2nd on the Allagash Lakes
We did them one year when the river was low.

Put in and take out at Churchill Dam. There are a lot of great campsite.

The place in that area that’s fun is PI/TO @ Umbazooksus Stream and paddle up into Black Pond, Stay on Gero Island on Chesunook Lake

For gear get some of Gil Gilpatrick’s books Allagash & The Outdoor Leaders Handbook


Cliff Jacobson is another author that has numerous books on Canoeing and camping

I recommed that you take it slow
at first and do something that involves little or no portaging and maybe spend a couple of nights in each site. Don’t bite off too much at first. Make your first trip fun, not stressful. The Allagash lakes are wonderful but they can be stressful in bad weather.

3rd or 4th Machias Lakes
I have been to both 3rd and 4th Machias Lakes up in Washington County a few times and have never been disappointed.

A few reasons I like them are the wind won’t effect your trip too much like a trip to the bigger lakes, the camping is free, the fishing on 3rd is pretty good for bass, and they had nice campsites and little activity, great lakes to begin canoe camping.

Here’s some pictures from 3rd Machias Lk

Here’s some from 4th Machias

Flagstaff Lake is another option,(free camping) but you run the risk of being windbound or just dealing with the winds

How come no wind up there?
Those two lakes look ideal for wind.

Smaller lakes and plenty of opportunitys
to avoid the winds that the larger lakes in the area are known for.

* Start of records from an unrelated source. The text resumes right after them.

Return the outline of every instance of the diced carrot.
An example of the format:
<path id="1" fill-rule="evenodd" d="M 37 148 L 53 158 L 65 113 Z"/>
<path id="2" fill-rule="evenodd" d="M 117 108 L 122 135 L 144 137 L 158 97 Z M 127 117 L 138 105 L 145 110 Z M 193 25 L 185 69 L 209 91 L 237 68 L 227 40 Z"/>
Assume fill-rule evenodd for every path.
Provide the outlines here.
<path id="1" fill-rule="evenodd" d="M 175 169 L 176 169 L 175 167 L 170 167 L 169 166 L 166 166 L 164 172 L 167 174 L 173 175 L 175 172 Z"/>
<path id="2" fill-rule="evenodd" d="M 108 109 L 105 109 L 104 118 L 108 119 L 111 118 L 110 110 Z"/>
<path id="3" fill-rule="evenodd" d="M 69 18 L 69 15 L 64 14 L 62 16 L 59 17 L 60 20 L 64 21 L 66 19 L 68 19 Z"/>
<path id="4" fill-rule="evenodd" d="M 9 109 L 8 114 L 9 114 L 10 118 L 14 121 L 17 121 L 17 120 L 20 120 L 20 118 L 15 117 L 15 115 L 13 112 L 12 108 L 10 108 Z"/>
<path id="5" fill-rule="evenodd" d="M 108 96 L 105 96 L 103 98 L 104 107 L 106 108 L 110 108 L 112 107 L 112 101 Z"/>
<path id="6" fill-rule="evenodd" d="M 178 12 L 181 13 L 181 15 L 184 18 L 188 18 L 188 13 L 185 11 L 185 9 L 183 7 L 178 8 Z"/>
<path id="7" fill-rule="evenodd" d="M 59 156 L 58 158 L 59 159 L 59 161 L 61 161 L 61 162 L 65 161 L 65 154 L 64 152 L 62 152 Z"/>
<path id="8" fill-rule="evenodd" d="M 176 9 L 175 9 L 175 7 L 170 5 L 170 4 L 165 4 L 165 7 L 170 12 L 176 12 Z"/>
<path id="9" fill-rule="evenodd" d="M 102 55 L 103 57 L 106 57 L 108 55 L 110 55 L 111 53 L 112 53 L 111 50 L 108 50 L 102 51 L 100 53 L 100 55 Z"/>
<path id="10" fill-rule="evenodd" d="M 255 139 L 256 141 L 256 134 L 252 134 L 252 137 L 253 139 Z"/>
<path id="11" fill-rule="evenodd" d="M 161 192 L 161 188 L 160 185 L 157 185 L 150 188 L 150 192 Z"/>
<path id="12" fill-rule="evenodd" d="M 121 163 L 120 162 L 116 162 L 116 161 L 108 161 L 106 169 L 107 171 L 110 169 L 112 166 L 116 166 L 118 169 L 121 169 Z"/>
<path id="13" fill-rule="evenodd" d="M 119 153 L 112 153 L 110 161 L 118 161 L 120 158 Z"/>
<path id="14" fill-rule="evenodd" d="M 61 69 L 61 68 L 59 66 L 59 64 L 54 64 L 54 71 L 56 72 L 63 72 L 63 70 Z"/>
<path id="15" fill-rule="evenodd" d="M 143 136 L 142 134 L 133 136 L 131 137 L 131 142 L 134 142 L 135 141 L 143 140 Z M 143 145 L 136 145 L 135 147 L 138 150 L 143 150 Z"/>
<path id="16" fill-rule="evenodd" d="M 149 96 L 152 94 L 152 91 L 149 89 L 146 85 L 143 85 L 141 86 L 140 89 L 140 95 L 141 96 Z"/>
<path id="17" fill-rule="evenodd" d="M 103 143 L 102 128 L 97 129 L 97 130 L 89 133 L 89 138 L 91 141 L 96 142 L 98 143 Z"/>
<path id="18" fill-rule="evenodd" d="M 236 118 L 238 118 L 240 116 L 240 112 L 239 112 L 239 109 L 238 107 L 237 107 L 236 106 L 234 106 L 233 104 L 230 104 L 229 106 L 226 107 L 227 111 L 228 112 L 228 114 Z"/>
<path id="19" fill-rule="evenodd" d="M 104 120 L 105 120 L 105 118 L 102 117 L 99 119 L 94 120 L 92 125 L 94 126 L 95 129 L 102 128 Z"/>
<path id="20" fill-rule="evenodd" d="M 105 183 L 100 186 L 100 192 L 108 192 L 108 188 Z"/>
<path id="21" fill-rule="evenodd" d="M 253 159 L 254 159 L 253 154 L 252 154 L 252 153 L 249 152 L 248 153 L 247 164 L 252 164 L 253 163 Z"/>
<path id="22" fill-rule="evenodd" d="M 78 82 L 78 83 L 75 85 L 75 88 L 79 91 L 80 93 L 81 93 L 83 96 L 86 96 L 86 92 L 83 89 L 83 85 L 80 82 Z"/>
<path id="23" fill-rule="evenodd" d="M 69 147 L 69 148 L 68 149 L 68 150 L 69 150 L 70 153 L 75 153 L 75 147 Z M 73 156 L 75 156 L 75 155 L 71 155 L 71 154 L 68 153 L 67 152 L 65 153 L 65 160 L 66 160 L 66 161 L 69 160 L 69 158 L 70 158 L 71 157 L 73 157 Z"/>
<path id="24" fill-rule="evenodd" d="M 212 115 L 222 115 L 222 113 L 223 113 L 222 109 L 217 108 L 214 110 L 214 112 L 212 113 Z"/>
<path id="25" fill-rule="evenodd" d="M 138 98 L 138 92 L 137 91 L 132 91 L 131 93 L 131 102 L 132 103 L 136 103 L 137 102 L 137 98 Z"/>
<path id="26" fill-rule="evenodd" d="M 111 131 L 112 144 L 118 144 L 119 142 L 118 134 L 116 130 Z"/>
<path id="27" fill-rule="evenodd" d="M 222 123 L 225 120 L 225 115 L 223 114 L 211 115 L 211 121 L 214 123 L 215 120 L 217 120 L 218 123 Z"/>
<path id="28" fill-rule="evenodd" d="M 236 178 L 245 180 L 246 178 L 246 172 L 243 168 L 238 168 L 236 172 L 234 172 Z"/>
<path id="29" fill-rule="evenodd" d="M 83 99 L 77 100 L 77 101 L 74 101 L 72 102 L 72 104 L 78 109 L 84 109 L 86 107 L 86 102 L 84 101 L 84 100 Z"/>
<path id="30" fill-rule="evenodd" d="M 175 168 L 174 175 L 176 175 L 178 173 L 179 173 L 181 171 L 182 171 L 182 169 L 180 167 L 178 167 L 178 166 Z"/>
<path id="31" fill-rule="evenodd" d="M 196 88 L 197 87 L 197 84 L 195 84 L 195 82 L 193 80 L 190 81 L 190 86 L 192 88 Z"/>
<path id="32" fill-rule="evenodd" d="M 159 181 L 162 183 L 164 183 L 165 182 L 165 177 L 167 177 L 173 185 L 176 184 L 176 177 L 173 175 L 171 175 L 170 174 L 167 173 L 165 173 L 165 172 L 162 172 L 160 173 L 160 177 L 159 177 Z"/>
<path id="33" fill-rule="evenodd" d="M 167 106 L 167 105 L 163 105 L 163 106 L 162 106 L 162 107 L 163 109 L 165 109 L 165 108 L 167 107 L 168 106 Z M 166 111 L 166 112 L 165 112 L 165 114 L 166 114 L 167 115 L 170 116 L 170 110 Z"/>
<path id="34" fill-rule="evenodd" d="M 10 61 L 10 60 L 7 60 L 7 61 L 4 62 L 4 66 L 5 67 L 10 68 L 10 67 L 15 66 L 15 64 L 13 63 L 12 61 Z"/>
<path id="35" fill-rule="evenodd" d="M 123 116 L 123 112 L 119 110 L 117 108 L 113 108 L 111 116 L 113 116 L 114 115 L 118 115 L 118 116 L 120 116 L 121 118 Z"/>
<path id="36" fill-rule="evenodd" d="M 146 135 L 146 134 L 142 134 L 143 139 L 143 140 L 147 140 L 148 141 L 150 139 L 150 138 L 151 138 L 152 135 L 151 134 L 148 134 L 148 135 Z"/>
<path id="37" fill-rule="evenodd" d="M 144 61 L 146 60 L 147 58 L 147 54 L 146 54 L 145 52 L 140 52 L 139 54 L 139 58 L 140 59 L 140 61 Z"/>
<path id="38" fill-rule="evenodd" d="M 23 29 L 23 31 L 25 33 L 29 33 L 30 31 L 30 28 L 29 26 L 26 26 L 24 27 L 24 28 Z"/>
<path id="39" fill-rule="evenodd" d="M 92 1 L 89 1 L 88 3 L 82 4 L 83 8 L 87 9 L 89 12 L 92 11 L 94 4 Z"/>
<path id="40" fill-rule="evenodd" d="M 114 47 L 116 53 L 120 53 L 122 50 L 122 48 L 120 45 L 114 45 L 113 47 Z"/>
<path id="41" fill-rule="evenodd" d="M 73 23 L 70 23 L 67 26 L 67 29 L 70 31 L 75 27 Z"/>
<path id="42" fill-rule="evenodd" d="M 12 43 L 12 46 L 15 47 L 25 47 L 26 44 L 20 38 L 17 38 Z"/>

I paddled 3rd Machias Lake in a wind that would have kept me off the bigger lakes in the Grand Lake Stream area. lots of points and coves to use to keep out of the wind from the put in to some great campsites.

One of my favorite trips
The West Branch of the Penobscot. Put in at Lobster and paddle to Lobster…spend a couple of days hiking and paddling ( its a reasonably large lake) and then go back to the Lobster Put in but continue on down the West Branch of the Penobscot to Chesuncook Village where there is now a take out.

There is one set of fun rips ( for beginners too!) at Big Island.

This is good four or five day trip with no portages. You can cheat on the Bow trip by putting in ( using a good high clearance vehicle) at Holeb and taking out at Attean Pond using a second vehicle. That negates the big portage. You still have a couple of short ones …around Holeb and Attean Falls.

I agree -

– Last Updated: May-16-14 8:43 PM EST –

I call it the Lobster trip. Lovely trip with no carries. Although the times I have done it I have spent a night on Chesuncook and taken out down at the far end of the lake at the boat launch by the Chesuncook Inn I think its called? Is that the name. Chesuncook can get hairy and you can find yourself windbound. But this is a really nice relaxing trip. Lobster can be busy with fisherman with power boats in the spring. The other nice thing about the trip is that the shuttle is short. the trip makes a big U shape and you drive across the top of the U.